Who knows how or why I was bewitched into watching this video over the holiday recess, but I did. After a chuckle, I started pondering. Joe Smith provides a darned good object lesson in how to teach. If you’ll devote a few minutes to watching his spiel, I’ll share what I learned.
- He has great energy. How often have I slogged into class, stooped under a load of concerns professional, domestic, or personal, to begin a session with a complete absence of enthusiasm for my topic? And this guy is excited about paper towel usage. Just observe his body language.
- He offers convincing evidence that his topic is important. I teach anatomy and physiology. Human anatomy and physiology. All of us humans have bodies, and if they don’t work properly, we get sick and die. I should be able to explain why my topic is important.
- He doesn’t assume that we know anything about paper towel usage. If you had never washed your hands before, you could understand his message and follow his instructions.
- He doesn’t just talk, he demonstrates.
- He provides a helpful mnemonic. In fact, he offers several.
- He involves the audience as he teaches. He reinforces his points by having the class respond verbally and repeatedly.
- He shows that his technique is useful in multiple scenarios. (Where did he find so many types of towels?) I don’t always explain to my students how information can be useful in other contexts.
- He is evangelical. His message is tranformative.

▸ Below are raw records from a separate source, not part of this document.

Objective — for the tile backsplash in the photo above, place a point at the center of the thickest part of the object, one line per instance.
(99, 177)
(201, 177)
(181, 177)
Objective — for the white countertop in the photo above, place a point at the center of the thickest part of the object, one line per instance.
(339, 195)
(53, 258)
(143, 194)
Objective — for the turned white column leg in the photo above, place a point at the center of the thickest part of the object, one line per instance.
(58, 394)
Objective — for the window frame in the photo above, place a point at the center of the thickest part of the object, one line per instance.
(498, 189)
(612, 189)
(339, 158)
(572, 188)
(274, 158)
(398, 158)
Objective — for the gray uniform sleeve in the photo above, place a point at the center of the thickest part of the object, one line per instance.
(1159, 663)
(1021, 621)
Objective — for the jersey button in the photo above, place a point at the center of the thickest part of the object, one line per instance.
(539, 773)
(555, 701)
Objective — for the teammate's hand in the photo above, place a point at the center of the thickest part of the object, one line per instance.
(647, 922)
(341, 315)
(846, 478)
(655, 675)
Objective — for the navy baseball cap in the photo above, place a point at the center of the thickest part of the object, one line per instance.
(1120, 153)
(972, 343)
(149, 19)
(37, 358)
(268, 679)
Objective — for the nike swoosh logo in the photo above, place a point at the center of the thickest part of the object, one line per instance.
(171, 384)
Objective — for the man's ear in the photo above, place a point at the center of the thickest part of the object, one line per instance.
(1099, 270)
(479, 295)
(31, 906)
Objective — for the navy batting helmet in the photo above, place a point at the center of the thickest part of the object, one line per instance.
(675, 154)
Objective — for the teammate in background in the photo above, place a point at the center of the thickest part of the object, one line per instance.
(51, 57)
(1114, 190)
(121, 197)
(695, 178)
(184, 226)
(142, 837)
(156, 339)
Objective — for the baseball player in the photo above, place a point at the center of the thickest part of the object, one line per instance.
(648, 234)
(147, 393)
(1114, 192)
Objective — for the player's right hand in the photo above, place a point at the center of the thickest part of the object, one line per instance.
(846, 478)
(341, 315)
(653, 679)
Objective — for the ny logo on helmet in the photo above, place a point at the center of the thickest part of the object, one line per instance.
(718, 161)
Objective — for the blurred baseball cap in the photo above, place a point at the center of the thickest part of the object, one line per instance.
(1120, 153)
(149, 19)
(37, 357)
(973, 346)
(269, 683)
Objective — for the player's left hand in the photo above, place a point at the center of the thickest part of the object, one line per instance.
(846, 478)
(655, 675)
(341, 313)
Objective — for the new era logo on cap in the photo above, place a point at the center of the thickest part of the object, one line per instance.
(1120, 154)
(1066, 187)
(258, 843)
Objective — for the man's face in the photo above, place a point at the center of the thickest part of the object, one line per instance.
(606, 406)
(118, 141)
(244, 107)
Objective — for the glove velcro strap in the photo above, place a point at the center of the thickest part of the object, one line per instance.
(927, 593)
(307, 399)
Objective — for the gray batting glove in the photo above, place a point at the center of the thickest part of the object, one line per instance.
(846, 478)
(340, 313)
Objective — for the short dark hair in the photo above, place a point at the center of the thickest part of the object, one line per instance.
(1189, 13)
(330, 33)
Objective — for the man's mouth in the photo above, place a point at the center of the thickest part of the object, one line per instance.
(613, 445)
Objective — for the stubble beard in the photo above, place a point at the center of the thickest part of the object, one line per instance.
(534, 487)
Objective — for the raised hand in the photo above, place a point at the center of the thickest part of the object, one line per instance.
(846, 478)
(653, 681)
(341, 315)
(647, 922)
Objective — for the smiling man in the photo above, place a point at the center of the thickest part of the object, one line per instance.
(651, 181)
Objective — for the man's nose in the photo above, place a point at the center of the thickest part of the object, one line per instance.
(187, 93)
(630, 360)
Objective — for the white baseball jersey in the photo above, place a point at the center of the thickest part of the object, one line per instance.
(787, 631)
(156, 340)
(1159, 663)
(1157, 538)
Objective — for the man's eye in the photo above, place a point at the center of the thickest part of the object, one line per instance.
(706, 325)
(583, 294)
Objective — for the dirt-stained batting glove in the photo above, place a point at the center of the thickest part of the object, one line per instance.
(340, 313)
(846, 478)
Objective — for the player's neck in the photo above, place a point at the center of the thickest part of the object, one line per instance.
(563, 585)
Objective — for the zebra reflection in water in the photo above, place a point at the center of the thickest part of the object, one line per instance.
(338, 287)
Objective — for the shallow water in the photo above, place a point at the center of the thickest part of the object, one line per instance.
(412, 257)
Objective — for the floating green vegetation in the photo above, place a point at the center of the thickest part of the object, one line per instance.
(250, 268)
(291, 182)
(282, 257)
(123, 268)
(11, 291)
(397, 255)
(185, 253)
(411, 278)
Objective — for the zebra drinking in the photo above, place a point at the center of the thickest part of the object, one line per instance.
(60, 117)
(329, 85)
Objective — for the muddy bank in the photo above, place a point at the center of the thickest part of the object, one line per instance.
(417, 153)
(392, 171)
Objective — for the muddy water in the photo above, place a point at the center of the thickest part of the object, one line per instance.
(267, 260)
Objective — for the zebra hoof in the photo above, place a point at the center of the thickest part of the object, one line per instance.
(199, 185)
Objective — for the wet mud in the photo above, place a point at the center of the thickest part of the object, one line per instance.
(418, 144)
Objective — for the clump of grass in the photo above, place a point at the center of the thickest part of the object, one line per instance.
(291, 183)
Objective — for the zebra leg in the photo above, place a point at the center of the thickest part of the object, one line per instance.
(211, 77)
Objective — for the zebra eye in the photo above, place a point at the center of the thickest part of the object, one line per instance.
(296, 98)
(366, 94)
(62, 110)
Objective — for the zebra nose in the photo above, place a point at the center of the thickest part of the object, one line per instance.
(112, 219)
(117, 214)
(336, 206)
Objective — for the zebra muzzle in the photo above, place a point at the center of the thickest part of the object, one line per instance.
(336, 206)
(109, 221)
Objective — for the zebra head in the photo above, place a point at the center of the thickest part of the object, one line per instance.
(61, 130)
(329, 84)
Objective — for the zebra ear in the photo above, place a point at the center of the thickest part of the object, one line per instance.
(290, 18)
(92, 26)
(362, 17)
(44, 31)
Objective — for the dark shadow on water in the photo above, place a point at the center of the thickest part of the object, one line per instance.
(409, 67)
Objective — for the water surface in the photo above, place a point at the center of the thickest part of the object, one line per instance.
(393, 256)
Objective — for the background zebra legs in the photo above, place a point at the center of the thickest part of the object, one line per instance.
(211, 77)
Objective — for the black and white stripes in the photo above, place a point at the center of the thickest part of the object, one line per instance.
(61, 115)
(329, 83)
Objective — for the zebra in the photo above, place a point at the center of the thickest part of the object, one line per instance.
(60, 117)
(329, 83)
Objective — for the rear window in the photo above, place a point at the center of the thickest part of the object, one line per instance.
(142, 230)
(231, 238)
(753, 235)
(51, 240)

I know what you’re thinking. C’mon, Karen, a lesson using just one paper towel is hardly a life-changing event…except that it is. Proof? During our holiday travels, I visited a number of rest stops, restaurants, and shopping venues. I was suddenly aware of how many paper towels folks used in the ladies’ rooms. And I found myself using just/one/towel and enjoying the righteousness of shaking and folding. Thanks, Joe!